St. Jude Children's Research Hospital News Jul 22, 2017

St. Jude Children’s Research Hospital biologists have used engineered yeast cells to discover how a mutation that is frequently found in pediatric brain tumor high–grade glioma triggers a cascade of genomic malfunctions.

The basic discovery is an important first step toward a targeted therapy for the aggressive brain cancer.

Led by Janet Partridge, PhD, an associate member in the Department of Pathology, the researchers published their findings in the journal eLife.

The mutation the researchers studied is in a gene that is the blueprint for a protein called a histone. Histones are the biological “factory workers” in the cell’s machinery for managing DNA. Histones protect DNA from damage, control when genes switch on or off and influence how DNA is copied as one cell divides to produce two new cells.

Partridge and her colleagues studied a single genetic defect in one histone, called histone H3. The histone is the cellular equivalent of a floating worker who ranges the whole factory floor to operate throughout the production line. Similarly, H3 plays a role beyond just replicating DNA, but in the whole cell division cycle.

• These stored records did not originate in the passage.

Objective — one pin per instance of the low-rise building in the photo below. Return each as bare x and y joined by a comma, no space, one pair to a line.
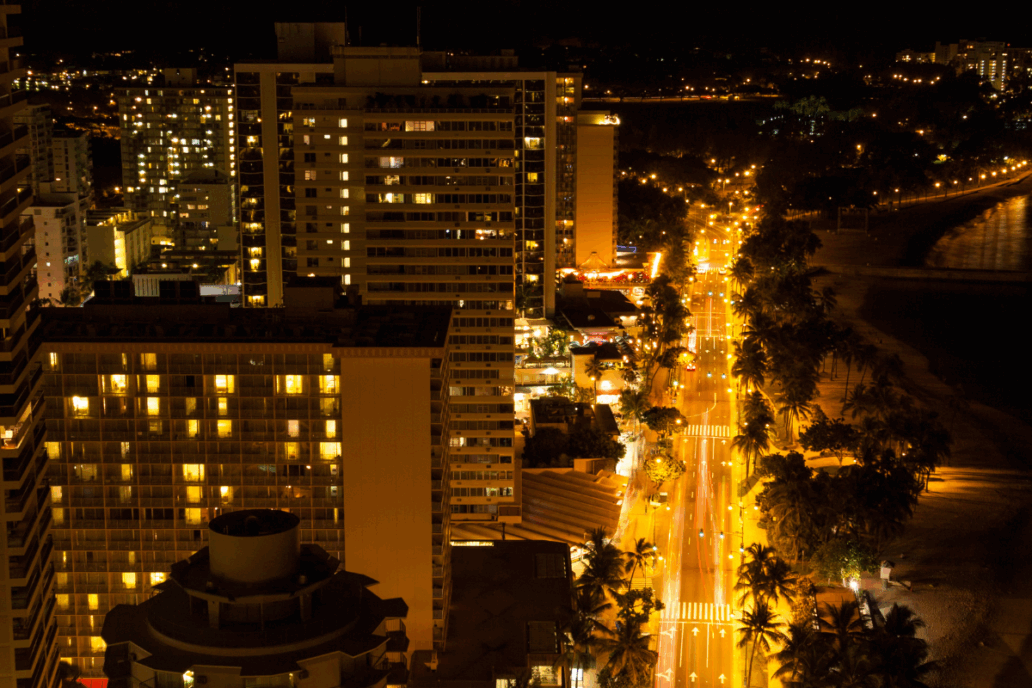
256,608
509,601
122,238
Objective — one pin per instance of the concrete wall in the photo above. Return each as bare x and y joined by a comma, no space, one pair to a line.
594,226
386,476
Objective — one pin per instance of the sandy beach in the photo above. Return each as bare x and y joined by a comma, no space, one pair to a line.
965,553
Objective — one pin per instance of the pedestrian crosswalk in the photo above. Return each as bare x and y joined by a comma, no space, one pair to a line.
707,430
699,612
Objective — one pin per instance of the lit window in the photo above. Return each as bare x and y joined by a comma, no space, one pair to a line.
225,428
193,472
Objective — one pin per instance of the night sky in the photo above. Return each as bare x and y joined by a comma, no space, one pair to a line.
244,27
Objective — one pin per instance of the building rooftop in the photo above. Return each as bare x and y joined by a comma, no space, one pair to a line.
508,601
204,617
183,317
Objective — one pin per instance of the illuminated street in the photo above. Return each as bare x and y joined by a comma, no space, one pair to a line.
697,628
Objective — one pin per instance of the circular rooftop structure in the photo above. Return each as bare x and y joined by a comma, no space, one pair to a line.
255,546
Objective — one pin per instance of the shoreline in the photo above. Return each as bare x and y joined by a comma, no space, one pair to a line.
904,237
964,550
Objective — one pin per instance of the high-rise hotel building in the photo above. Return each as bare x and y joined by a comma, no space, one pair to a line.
28,654
404,192
545,126
165,413
169,131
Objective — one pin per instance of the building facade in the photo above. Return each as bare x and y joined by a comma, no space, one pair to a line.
165,415
73,167
320,627
38,146
404,191
207,211
28,654
59,240
545,107
168,132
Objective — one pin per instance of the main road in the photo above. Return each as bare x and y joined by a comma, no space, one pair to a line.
701,546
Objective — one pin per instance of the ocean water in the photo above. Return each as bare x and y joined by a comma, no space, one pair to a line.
973,334
1000,238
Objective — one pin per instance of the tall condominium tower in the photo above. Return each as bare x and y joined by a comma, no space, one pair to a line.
166,413
39,123
545,107
28,655
402,192
73,167
167,132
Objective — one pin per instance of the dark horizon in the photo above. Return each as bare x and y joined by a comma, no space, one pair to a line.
74,27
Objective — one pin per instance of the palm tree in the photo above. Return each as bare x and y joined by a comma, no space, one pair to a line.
603,566
629,653
760,627
855,668
765,576
797,643
841,622
593,369
641,555
750,364
859,400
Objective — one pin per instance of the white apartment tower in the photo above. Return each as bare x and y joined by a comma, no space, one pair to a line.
28,653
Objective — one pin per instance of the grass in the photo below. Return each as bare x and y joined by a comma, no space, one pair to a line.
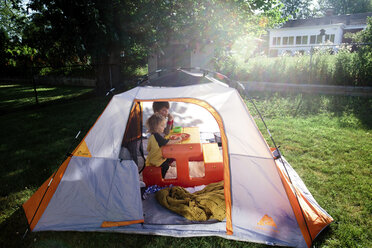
17,96
327,139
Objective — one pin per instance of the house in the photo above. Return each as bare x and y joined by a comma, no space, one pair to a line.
304,34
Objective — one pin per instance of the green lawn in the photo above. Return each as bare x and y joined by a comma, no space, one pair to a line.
20,96
326,139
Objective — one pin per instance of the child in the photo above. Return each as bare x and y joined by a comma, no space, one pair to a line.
163,109
156,125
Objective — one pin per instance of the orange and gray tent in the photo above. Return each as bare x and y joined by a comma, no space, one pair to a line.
94,190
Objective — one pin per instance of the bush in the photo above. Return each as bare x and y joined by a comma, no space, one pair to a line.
323,67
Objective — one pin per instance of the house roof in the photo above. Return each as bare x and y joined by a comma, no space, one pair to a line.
352,19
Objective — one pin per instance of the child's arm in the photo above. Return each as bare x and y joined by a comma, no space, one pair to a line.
175,141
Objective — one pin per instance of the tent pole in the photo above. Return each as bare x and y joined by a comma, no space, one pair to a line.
281,160
68,154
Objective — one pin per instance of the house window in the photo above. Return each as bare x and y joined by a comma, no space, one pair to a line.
290,41
312,39
285,40
332,38
319,39
298,40
304,39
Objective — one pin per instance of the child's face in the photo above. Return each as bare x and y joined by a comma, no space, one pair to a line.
160,128
164,111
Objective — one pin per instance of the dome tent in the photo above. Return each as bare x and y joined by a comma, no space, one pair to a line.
94,190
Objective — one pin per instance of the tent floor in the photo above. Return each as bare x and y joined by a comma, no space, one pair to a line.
154,213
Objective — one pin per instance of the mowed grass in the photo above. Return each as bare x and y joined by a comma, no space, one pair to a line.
20,96
327,139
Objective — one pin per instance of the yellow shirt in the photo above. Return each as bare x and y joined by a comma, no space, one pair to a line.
155,157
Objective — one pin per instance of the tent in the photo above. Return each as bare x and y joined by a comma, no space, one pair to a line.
95,190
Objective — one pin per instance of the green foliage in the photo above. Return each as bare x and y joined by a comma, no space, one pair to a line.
343,68
346,6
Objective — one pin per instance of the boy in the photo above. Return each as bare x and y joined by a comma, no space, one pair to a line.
162,108
156,125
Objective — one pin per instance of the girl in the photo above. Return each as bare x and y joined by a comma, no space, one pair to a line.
156,125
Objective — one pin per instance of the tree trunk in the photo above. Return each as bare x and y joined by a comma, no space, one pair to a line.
108,73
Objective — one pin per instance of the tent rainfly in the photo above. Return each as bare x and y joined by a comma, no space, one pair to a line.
95,190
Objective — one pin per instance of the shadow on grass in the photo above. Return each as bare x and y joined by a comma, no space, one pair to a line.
15,97
33,143
352,111
13,229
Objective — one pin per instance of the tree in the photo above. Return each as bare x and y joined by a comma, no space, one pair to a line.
101,30
346,6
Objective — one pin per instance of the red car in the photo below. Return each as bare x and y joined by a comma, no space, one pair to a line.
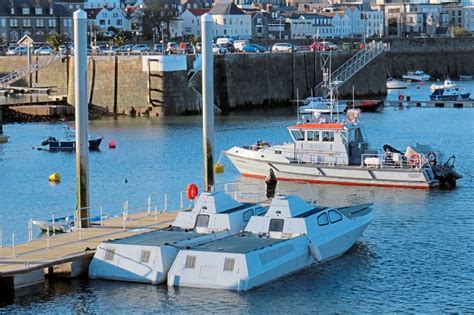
319,46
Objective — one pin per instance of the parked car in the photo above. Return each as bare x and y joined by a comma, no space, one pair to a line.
216,49
284,47
224,41
239,44
45,50
17,51
253,48
125,48
158,48
173,48
140,48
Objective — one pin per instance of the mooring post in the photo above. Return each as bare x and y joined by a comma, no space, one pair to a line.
207,101
82,117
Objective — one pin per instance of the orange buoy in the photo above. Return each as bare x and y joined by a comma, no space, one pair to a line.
112,144
192,191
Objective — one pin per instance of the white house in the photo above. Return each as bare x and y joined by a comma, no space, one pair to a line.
229,20
108,17
191,21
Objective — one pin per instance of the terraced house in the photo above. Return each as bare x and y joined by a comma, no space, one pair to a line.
35,18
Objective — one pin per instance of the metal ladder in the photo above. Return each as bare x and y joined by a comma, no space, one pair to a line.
20,73
356,63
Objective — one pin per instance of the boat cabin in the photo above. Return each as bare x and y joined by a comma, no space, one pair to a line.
147,257
340,143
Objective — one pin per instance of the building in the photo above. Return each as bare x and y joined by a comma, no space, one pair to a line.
231,21
35,18
191,22
105,18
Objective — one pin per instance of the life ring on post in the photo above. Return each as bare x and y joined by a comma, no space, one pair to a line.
431,158
414,159
192,191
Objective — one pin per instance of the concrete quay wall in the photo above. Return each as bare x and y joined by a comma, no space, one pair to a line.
119,84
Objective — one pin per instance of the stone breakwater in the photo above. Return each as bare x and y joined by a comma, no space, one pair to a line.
119,84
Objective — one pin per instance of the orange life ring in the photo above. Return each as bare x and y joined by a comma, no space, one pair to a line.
431,157
414,159
192,191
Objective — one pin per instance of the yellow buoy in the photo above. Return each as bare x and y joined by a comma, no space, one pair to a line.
219,168
55,177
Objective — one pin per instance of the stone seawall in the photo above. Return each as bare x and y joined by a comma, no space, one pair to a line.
120,85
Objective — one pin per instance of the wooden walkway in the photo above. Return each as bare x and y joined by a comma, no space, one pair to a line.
81,244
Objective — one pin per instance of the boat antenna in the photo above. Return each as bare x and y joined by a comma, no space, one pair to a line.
297,106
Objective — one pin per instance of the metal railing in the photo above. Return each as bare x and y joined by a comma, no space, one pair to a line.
356,63
20,73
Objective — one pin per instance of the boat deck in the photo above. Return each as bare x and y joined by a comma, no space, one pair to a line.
156,238
239,244
69,247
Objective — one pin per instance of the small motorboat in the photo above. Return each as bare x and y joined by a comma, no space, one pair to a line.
396,84
464,77
448,91
322,106
417,75
68,142
292,236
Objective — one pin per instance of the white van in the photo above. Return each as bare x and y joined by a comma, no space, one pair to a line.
239,44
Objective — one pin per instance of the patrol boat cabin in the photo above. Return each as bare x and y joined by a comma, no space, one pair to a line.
148,257
291,236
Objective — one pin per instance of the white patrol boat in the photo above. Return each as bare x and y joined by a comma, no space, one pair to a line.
147,257
291,236
337,153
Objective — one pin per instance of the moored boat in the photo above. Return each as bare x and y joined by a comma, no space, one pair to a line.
147,257
396,84
68,141
337,153
417,75
292,236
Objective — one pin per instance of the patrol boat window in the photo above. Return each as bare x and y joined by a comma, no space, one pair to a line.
202,220
276,225
297,135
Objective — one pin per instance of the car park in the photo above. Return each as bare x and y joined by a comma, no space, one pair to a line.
253,48
45,50
140,48
284,47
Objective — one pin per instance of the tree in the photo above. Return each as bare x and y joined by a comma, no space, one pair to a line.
55,40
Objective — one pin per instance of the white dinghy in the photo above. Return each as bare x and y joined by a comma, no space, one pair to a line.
291,236
147,257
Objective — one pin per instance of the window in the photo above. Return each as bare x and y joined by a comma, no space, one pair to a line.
202,220
312,135
247,215
323,219
297,135
327,136
145,256
229,264
276,225
109,254
334,216
190,262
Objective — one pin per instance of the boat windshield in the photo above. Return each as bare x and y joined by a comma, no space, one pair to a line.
297,135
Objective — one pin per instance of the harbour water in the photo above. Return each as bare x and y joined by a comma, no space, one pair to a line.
416,256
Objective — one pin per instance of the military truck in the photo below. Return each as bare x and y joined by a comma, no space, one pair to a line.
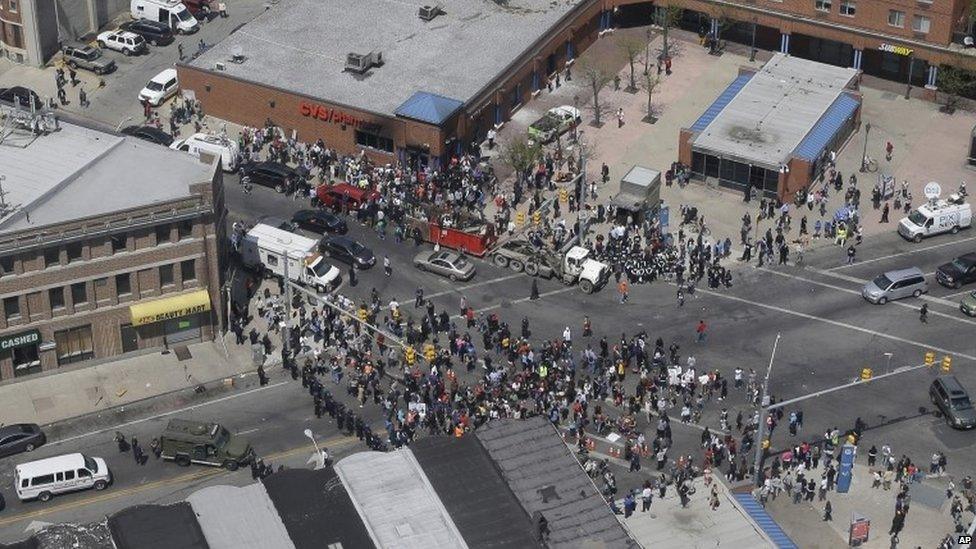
187,442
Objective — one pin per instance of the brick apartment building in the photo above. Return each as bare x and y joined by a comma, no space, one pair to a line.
108,245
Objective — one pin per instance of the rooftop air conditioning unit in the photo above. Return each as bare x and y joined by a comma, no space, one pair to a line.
359,63
427,13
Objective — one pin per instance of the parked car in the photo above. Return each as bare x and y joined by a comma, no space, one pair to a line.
959,271
149,133
126,42
276,175
348,251
445,263
20,437
154,32
320,221
554,123
23,96
83,56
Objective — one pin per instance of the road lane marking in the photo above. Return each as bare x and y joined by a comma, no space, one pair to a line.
169,413
837,323
334,442
857,293
899,254
462,289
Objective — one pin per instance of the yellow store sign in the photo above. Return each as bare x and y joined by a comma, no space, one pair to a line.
170,307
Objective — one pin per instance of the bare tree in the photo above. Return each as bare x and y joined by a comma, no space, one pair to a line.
596,76
649,83
632,47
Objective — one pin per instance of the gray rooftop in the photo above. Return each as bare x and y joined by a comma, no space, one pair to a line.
765,122
301,45
77,172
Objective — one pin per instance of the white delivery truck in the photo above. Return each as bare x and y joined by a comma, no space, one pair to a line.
936,217
266,248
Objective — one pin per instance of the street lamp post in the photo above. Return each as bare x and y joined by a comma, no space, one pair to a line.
864,154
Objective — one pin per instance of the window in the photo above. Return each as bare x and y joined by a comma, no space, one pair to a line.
74,345
188,270
56,296
119,242
52,257
185,229
166,275
11,307
162,234
74,251
896,18
921,24
374,141
79,293
123,284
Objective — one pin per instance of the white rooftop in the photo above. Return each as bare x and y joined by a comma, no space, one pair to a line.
769,117
77,172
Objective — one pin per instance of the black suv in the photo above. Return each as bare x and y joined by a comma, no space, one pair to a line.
320,221
271,174
348,251
959,271
153,32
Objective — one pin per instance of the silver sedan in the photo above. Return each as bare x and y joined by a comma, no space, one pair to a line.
445,263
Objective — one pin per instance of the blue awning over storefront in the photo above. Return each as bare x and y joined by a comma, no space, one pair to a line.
428,107
827,127
723,100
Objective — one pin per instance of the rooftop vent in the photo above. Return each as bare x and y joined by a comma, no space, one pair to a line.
359,63
427,13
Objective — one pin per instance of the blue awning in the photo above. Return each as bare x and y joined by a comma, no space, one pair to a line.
711,112
428,107
827,127
765,522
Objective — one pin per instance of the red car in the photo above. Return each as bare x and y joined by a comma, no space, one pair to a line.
343,195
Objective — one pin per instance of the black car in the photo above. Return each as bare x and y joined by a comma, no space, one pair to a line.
153,32
11,96
348,251
149,133
271,174
20,437
959,271
320,221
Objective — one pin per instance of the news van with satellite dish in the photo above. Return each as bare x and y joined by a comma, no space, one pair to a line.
936,216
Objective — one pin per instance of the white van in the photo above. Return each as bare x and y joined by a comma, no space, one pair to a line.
160,88
170,12
216,145
941,216
44,478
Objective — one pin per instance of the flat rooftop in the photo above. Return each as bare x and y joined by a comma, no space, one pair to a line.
763,119
301,46
78,172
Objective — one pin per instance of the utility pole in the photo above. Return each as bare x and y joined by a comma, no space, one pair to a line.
763,407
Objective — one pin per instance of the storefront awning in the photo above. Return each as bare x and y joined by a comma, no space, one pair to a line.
177,306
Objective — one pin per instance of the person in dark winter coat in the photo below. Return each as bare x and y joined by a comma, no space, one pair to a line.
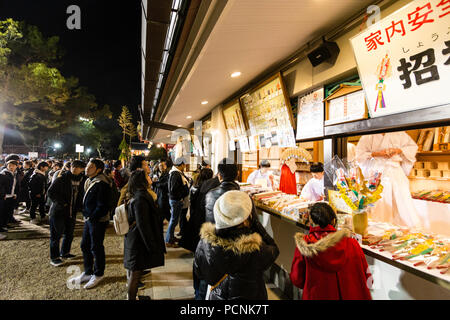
144,243
329,264
25,195
3,191
191,236
178,193
115,194
161,187
234,253
66,194
37,187
227,175
96,209
10,192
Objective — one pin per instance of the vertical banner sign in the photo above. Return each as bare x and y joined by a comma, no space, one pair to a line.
404,60
310,115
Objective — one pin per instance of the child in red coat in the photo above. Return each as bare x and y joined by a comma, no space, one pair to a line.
328,264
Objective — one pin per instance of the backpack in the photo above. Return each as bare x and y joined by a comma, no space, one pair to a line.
120,220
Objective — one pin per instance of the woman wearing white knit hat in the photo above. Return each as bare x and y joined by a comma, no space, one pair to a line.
234,253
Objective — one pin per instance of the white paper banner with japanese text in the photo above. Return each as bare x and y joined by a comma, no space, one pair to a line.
404,59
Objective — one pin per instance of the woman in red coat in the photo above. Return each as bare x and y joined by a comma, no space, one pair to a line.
328,264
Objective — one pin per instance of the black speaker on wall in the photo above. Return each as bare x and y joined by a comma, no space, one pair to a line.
326,52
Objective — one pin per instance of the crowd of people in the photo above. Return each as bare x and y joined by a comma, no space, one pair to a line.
216,221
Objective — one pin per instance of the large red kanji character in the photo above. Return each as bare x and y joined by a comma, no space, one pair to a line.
373,40
420,19
447,8
395,30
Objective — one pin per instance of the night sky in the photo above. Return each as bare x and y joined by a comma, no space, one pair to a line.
104,54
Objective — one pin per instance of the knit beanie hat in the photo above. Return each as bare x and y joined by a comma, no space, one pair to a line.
231,209
12,157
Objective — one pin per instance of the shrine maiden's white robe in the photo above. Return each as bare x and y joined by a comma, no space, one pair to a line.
313,190
396,205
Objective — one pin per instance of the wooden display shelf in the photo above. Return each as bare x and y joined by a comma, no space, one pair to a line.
433,153
277,214
428,178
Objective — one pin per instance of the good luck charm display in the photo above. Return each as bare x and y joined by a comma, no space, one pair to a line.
358,192
288,183
383,71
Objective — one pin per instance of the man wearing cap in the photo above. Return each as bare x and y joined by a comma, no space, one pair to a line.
10,192
228,172
178,191
235,251
261,176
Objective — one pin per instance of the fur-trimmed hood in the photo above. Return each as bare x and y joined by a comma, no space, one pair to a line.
328,253
246,243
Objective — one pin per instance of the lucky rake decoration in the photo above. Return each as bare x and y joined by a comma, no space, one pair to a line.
383,71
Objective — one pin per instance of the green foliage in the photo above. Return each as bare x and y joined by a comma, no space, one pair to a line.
125,150
125,122
34,95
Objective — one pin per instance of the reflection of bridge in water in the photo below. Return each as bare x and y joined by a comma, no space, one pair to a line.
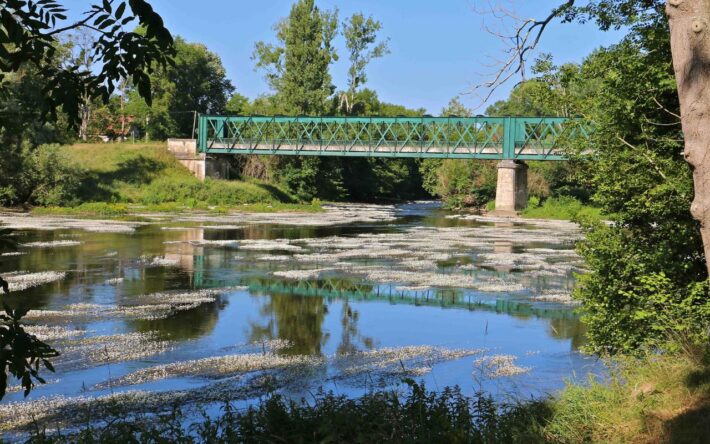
351,290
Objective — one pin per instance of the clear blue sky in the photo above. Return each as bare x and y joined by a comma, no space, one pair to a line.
438,48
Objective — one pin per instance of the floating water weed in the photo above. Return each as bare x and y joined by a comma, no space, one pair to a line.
500,366
53,332
45,223
301,274
218,367
158,261
51,244
23,281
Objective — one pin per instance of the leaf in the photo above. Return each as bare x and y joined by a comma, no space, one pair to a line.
120,10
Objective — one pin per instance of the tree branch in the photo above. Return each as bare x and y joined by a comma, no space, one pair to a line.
525,39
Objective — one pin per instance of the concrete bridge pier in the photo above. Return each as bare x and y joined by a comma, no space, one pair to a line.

While yeast cells are in many ways far different from human cells, they do share the same fundamental machinery for managing DNA. Partridge and her colleagues took advantage of the simplicity of the yeast cells to study the cancer–associated mutation without the more complex machinery of human cells.

The mutation is known to arise in about 20 percent of pediatric high–grade gliomas. “Although this mutation appears central to this form of glioma, almost nothing was known about what it was doing in the cell,” Partridge said.

The scientists engineered a yeast to have only the mutant histone H3.

“Now the whole organism is populated with the mutant H3, which allows us to really get a detailed handle on what the biology of this mutation is,” Partridge said.

Although the mutation they studied, called G34R, is very subtle, it creates a major cascade of effects in the yeast cell. Their detailed studies of the engineered yeast revealed that the mutation produced distinctive effects on the molecular changes that the histone undergoes in its function. The researchers found evidence that the mutation caused cells to lose chromosomes. In addition, it also compromised the yeast cells’ ability to separate DNA–containing chromosomes after they have been copied. The latter is a critical step in dividing cells. The mutant yeast was also deficient in repairing broken DNA strands and in overcoming molecular glitches that occur when DNA is copied.

The details the researchers discovered about the malfunctioning machinery in yeast will open a new pathway to mapping the previously uncharted machinery underlying this form of glioma, Partridge said.

“These processes are highly similar between yeast and mammalian cells,” she said. “So the challenge now for our colleagues working with the more complex human gliomas with this mutation is to find out whether what we have discovered is relevant to their work.”

In particular, she said, such discoveries about cancer–causing histone mutations will aid cancer biologists in understanding cancers that arise from such mutations, rather than mutations in genes that are the blueprints for enzymes.

The latest findings have only just opened the door for explorations of a subtle and complex mechanism of cancer. For example, Partridge said, the G34R defect in H3 in the gliomas is found along with mutations in completely unrelated cancer–causing genes – an association they cannot yet explain. Figuring out how and why these mutations are linked will be the next challenge.